Many countries employ rigorous vocational training for young students, say the authors of Pathways to Prosperity: Meeting the Challenge of Preparing Young Americans for the 21st Century. This February 2011 report, prepared as part of the Pathways to Prosperity Project at the U.S.-based Harvard Graduate School of Education (Cambridge, Mass.), lays out a strategy of reform for U.S. schools that would include lessons learned from Europe. According to that report, in northern European countries, 40 to 70 percent of young students eschew university classes and opt for an educational program after grade 9 or 10 that typically combines classroom and workplace training over the next three years. Upper secondary vocational education (or VET, as it is generally known) varies significantly in structure from country to country, but there are two basic models.

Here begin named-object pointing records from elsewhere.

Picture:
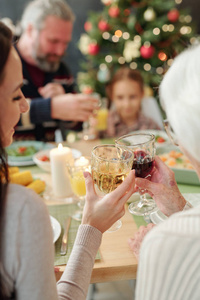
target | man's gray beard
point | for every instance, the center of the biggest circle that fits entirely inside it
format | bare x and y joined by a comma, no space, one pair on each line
46,66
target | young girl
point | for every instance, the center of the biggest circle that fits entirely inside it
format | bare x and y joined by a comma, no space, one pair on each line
126,91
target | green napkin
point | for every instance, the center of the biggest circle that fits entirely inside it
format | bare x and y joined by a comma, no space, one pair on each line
61,212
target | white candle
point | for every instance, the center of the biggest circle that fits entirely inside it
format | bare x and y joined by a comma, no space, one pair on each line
59,157
81,162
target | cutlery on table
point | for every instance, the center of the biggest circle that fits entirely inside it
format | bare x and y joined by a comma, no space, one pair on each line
63,249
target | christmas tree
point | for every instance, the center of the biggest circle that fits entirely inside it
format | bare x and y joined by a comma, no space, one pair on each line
142,34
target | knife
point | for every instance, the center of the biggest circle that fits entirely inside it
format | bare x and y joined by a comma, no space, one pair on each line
63,249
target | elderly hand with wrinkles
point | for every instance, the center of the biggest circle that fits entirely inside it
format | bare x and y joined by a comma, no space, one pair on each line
162,187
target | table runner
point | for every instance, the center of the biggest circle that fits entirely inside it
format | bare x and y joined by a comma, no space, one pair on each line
61,212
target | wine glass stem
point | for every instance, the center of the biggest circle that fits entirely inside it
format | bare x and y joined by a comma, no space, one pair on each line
143,201
81,203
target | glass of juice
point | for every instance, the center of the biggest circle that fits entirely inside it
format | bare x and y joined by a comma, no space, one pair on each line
110,165
77,181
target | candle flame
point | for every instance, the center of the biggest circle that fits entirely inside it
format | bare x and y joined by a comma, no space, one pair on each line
60,146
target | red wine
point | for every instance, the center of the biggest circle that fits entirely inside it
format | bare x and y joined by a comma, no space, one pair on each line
143,164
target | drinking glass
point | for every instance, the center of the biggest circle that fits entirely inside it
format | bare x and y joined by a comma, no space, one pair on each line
77,181
143,147
110,165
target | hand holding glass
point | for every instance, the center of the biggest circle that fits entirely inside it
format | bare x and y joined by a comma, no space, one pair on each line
143,148
110,165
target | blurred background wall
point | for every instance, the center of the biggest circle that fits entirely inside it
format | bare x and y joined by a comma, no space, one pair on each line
13,9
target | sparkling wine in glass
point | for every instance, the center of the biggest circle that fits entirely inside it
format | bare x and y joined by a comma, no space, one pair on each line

The first, usually referred to as apprenticeship, has students spend three or four days per week in paid employer-organized training at the workplace, with the other day or two in related academic work in the classroom. Germany has the oldest and best-known apprenticeship system, which offers programs that lead to recognized “qualifications” (the rough equivalent of a diploma or certificate) in about 350 different occupations. Switzerland also has a very highly regarded apprenticeship system. In Germany and Switzerland, roughly 25 percent of all employers participate in work-and-learning apprentice-type programs.
A second group of countries has opted for a model in which vocational education is mostly provided in school-based programs, although all programs incorporate at least some workplace-based learning. These countries typically introduce students to a broad cluster of occupations (e.g., health care or IT) before narrowing the focus of training in the third year. This culminates in a diploma or certificate, or qualification, enabling entry to a wide range of occupations, including traditional trades.
The Pathways to Prosperity report also cites a new European Union policy that would guarantee any youth a job, an apprenticeship or another “education option” up to the age of 25, within six months of leaving school. European employers embrace the approach, now deeply embedded in the culture, because it ensures a well-trained workforce.